Emeritus Professor Alison Mercer of the university’s Department of Zoology says varroa mites reproduce in brood cells, but researchers have identified some worker bees can sense where the mites are using these compounds, then open those cells and pull out the contents, including the mite, killing it.

Unfortunately, they also kill juvenile bees forming there, but Mercer says this varroa sensitive hygiene behaviour (VSH) is a trait breeders can utilise.

“Within any colony you get worker bees, some of whom are able to detect varroa mites,” Mercer said.

By identifying worker bees and breeding from their colonies, she says beekeepers can develop bees that will stand up to the varroa mite.

This discovery solves a problem that has confounded solutions to confront the varroa mite infestation.

“Standing in the way has been trying to identify colonies that show varroa resistance,” she said.

Mercer says six years of work by lead researcher and University of Otago Department of Zoology doctoral candidate Fanny Mondet revealed that adult varroa can camouflage their presence in a hive by mimicking the smell from within the colony.

But juvenile mites cannot do that, making them vulnerable to attention from worker bees that have the VSH trait.

“We know that if we take the compounds into a colony in the field and inject the compounds into cells, when we return the next day a colony with strong resistance will have all the cells opened up,” she said.

Without intervention, infected honeybee colonies die within two years of varroa infestation.

The key has been identifying the six compounds that trigger VSH behaviour.

In a paper published recently in Nature Chemical Biology, Mondet and her research colleagues identified four ketones and two acetate compounds that provoke this behaviour.

A French researcher, Mondet worked between France and NZ and while here, liaised with beekeepers throughout NZ.

Now back in France, she says in a statement that the level of compounds found in varroa-infested brood cells is a reliable indicator of the numbers of juvenile mites present, which enables worker bees to selectively target those that are infested.

“If the varroa-related compounds alone are presented to bees, all bees appear able to detect the odours,” Mondet said.

“However, not all bees are able to tell the difference between the smell of healthy brood odours and the smell of brood odours containing varroa-related compounds.”

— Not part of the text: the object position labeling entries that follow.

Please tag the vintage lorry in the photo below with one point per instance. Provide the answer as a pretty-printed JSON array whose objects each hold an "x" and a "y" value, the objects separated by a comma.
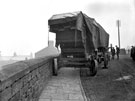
[{"x": 83, "y": 41}]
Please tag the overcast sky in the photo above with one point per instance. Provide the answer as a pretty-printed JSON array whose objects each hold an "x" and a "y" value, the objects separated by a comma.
[{"x": 24, "y": 23}]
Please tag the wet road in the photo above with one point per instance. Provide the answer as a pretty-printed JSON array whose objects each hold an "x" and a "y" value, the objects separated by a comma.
[{"x": 117, "y": 83}]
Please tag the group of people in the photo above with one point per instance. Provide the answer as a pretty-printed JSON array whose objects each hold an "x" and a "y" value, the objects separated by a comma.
[{"x": 115, "y": 51}]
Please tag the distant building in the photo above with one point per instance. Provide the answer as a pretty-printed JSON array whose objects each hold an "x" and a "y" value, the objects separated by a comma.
[
  {"x": 122, "y": 51},
  {"x": 16, "y": 57},
  {"x": 50, "y": 50}
]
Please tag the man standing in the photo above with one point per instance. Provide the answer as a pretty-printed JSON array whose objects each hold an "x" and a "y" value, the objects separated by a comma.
[
  {"x": 117, "y": 51},
  {"x": 113, "y": 52}
]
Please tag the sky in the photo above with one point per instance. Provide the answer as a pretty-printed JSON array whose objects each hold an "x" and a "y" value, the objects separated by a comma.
[{"x": 24, "y": 23}]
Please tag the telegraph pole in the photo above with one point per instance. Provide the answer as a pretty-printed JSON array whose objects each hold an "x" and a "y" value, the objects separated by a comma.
[
  {"x": 118, "y": 24},
  {"x": 48, "y": 34}
]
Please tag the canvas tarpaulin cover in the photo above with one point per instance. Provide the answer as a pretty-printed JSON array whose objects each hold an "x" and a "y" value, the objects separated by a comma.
[{"x": 93, "y": 34}]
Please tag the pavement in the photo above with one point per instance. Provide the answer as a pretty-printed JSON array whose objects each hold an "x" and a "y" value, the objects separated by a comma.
[{"x": 64, "y": 87}]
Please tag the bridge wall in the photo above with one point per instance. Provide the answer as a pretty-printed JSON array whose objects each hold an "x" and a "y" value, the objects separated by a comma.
[{"x": 25, "y": 80}]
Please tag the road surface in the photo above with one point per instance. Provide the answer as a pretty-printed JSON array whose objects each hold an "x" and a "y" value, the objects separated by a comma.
[{"x": 117, "y": 83}]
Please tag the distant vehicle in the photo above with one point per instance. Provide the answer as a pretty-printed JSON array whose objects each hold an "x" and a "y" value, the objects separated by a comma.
[
  {"x": 83, "y": 41},
  {"x": 132, "y": 54}
]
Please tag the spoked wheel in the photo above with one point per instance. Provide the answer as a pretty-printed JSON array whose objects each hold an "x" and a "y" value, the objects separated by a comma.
[{"x": 93, "y": 67}]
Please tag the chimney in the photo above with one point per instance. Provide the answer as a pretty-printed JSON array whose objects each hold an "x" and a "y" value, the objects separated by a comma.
[{"x": 51, "y": 44}]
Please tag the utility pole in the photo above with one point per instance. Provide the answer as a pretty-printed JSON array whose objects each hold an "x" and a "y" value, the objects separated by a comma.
[
  {"x": 48, "y": 34},
  {"x": 118, "y": 24}
]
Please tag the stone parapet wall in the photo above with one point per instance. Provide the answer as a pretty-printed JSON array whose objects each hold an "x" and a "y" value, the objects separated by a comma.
[{"x": 25, "y": 80}]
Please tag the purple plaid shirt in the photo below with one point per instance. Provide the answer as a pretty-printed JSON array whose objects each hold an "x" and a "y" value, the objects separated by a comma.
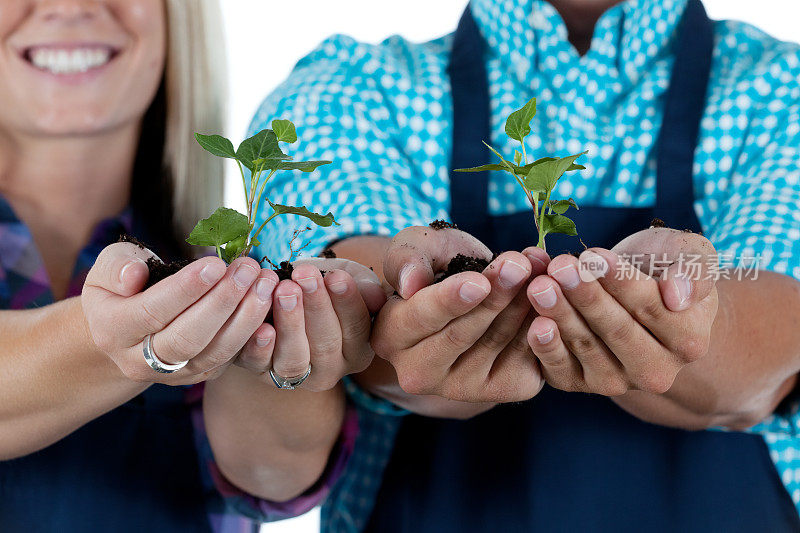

To confront varroa it is critical for worker bees to differentiate healthy from unhealthy hive odours, but for beekeepers to use this natural process is difficult, time-consuming and with no guarantee of success

“In vulnerable colonies, a majority of worker bees fail to show this ability,” she said.

“In field trials, we were able to show injecting the varroa-related compounds into brood cells induces responses in worker bees that mimic intrinsic VSH activity in bee colonies.

“A simple and reliable bioassay of this kind has the potential to greatly assist the breeding of bees with stronger resistance to the devastating impacts of the varroa mite,” she said.

The next stage of the research is to develop a cheap and easy delivery system, allowing beekeepers to identify resistant colonies from which to breed from.